Thanks for the patch. Overall, a very encouraging patch given the complexity of this jira. Some comments:
From previous reviews:
Were 4.1 and 4.2 addressed in the patch? I still see CUR and reassignedReplicas.
For 4.4, I think highWatermarkUpdateTime can be used as described in 15.2 below.
For 6, I meant that all local variable names should also be prefixed with follower.
New review comments:
11.1 handleFetchRequest(): if the leader of one partition is not on this broker, we reject the whole request. Ideally, we should just send the error code for that partition in the response and fulfill the rest of the request.
11.2 handleFetchRequest() and readMessageSets(): If the leader is not on this broker, we should probably return a new type of error like NotLeaderException, instead of using InvalidPartionException or throwing IllegalStateException.
11.3 readMessageSets(): add a comment of what -1 means for replicaId
12.1 remove unused imports
12.2 maybeIncrementLeaderHW(): if(newHw < oldHw) should be if(newHw > oldHw)
12.3 We will need to either synchronize the methods in this class or use ConcurrentHashMap for allReplicas since allReplicas can be read and updated concurrently.
13.1 hw(): to be consistent, we should probably throw IllegalStateException, instead of InvalidPartitionException.
14.1 There are a couple of TODOs. Will they be addressed in this jira or separate jiras?
15.1 It seems that when the time expires, we always update the ISR. We should only update ISR if it actually shrinks.
15.2 Currently, we take a replica out of ISR if its LEO is less than leaderHW after keepInSync time. We probably should use the following condition:
leaderHW - r.leo > keepInSyncBytes || currentTime - r.highWatermarkUpdateTime > keepInSyncTime
The first condition handles a slow follower and the second condition handles a stuck follower.

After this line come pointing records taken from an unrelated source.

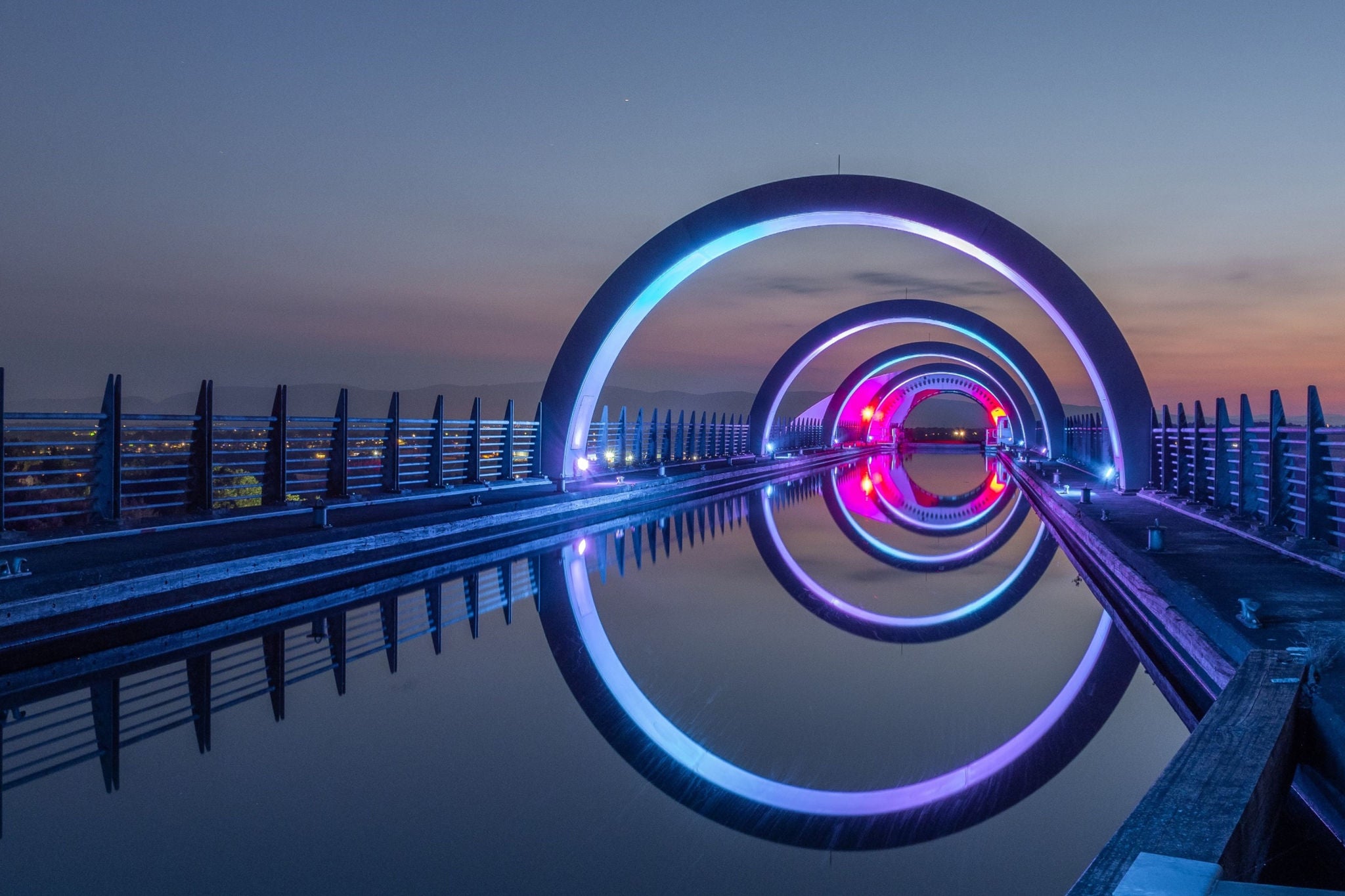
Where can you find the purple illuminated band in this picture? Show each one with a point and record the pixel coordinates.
(665, 261)
(937, 515)
(966, 362)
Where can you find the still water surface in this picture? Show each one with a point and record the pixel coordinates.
(881, 677)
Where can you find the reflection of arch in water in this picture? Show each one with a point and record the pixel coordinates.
(858, 390)
(915, 508)
(881, 626)
(845, 504)
(770, 809)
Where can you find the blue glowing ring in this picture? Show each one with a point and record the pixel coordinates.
(609, 319)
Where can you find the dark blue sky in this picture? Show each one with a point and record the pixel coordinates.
(395, 195)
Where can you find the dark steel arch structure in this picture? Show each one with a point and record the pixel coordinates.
(1011, 395)
(670, 257)
(908, 310)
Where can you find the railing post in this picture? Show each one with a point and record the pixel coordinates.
(1165, 477)
(1156, 450)
(1247, 496)
(621, 438)
(604, 436)
(1200, 488)
(340, 468)
(1181, 450)
(276, 479)
(653, 444)
(436, 446)
(106, 450)
(474, 446)
(508, 464)
(536, 469)
(393, 445)
(201, 464)
(1277, 480)
(1223, 469)
(1317, 504)
(2, 449)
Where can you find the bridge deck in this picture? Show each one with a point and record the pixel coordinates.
(1180, 608)
(88, 587)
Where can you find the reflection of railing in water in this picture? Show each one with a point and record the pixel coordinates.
(47, 729)
(1275, 472)
(45, 734)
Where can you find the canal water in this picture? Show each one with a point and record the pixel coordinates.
(877, 677)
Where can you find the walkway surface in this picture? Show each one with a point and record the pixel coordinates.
(93, 587)
(1180, 608)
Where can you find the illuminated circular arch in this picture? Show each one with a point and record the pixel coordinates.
(916, 387)
(908, 310)
(676, 253)
(771, 809)
(893, 386)
(993, 378)
(844, 515)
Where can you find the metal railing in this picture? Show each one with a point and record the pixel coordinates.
(626, 442)
(76, 469)
(45, 733)
(1278, 473)
(1087, 441)
(65, 469)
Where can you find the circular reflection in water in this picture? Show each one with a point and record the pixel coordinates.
(847, 500)
(919, 509)
(782, 812)
(881, 626)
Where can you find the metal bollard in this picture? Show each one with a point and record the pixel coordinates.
(1248, 613)
(1156, 536)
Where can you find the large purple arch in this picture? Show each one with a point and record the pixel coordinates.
(670, 257)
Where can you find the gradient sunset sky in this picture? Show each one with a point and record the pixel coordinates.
(405, 194)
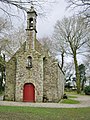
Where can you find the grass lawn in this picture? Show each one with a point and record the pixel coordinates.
(29, 113)
(69, 101)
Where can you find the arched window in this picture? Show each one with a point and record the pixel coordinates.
(29, 62)
(31, 23)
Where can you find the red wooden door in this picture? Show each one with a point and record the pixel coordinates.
(29, 93)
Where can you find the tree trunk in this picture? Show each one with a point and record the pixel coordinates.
(62, 57)
(77, 74)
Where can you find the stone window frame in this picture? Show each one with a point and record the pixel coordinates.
(29, 62)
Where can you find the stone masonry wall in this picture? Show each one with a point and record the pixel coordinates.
(51, 83)
(33, 75)
(10, 80)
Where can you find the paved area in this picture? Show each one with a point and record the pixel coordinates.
(84, 102)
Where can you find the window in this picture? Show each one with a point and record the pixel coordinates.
(29, 62)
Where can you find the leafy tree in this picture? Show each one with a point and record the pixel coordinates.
(71, 33)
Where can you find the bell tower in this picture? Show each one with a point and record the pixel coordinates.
(31, 29)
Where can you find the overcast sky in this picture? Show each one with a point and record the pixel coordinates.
(55, 11)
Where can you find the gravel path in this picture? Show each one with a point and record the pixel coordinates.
(84, 102)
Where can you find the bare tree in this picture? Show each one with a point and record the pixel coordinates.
(71, 33)
(7, 5)
(82, 5)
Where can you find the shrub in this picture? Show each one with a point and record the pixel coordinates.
(87, 90)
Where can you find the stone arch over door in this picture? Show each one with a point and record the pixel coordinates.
(29, 92)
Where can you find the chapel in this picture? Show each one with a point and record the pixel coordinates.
(32, 74)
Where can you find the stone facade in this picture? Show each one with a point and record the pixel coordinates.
(44, 72)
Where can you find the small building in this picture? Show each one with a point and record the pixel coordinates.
(32, 75)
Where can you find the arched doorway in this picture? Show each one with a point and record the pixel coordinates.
(29, 93)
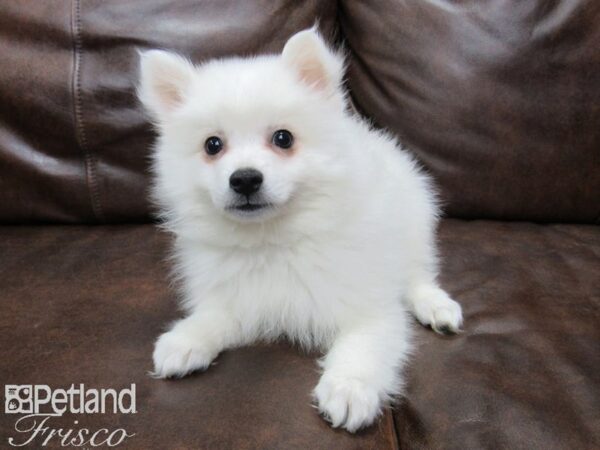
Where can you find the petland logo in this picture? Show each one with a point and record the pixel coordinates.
(41, 405)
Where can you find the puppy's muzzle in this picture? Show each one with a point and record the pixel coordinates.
(246, 181)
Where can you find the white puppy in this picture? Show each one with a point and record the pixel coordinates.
(292, 217)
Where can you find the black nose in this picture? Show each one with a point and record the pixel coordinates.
(245, 181)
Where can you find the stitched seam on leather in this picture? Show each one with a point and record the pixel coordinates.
(393, 433)
(90, 161)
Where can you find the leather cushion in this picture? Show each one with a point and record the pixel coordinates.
(74, 142)
(85, 304)
(499, 100)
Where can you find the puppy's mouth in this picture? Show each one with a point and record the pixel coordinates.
(249, 208)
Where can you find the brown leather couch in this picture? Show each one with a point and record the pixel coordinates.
(499, 99)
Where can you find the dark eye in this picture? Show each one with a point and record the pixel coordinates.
(282, 139)
(213, 145)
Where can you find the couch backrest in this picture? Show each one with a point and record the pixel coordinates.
(500, 100)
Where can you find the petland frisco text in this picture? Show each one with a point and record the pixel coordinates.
(40, 404)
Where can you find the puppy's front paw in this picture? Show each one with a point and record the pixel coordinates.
(434, 307)
(176, 355)
(347, 402)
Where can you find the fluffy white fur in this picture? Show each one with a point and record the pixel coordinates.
(344, 249)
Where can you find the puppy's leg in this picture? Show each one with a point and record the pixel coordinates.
(193, 342)
(362, 370)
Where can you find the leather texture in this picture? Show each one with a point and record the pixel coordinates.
(498, 99)
(85, 304)
(74, 142)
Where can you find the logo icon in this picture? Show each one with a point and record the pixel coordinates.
(18, 399)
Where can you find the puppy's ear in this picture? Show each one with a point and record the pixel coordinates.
(314, 62)
(165, 79)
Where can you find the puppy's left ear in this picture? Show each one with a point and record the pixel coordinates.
(314, 62)
(165, 78)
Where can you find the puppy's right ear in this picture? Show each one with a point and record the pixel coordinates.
(165, 78)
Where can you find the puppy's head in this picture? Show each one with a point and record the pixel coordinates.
(246, 136)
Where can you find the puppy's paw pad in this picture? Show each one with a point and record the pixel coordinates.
(435, 308)
(347, 402)
(176, 355)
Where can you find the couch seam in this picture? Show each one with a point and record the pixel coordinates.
(80, 133)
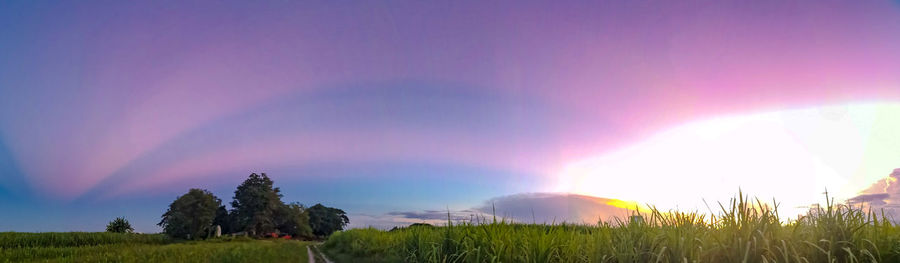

15.3 I think we can potentially get rid of the inner while loop by putting all the logic when time expires in a if statement and the awaitUtil part in the else clause of the if statement.
15.4 Also, instead of using a priority queue and keep adding and deleting partitions into the queue, would it be simpler to have the thread just check the isInsyncCondition for each partition every keepInSyncTime?
16. LogDisk: recoverUptoLastCheckpointedHW():
16.1 The second condition in
segments.view.find(segment => lastKnownHW >= segment.start && lastKnownHW < segment.size)
seems incorrect. It seems that you want to use "lastKnownHW < segment.messageSet.getEndOffset"
16.2 The files of all deleted segments should be deleted like that in LogManager.cleanupExpiredSegments().
17.1 There is no need to keep testEmptyLogs(), since we have a test that covers fetching from a non-existing topic using SimpleConsumer.
18.1 testConsumerNotExistTopic(): we probably shouldn't create the topic in this case.
19.1 testZKSendToNewTopic(): Which should fix the comment that says "Available partition ids should be 0, 1, 2 and 3" since there is only 1 partition created.
20.1 Since the test is already using in-memory log, we can remove TODO in testReplicaFetcherThread().
20.2 testReplicaFetcherThreadI(): Instead of sleeping and then checking log.get.getLogEndOffset, could we create a utility method that keeps checking until LEO reaches certain value up to a certain max wait time? Maybe we should make a more general util that waits up to a certain amount of time until a condition is satisfied.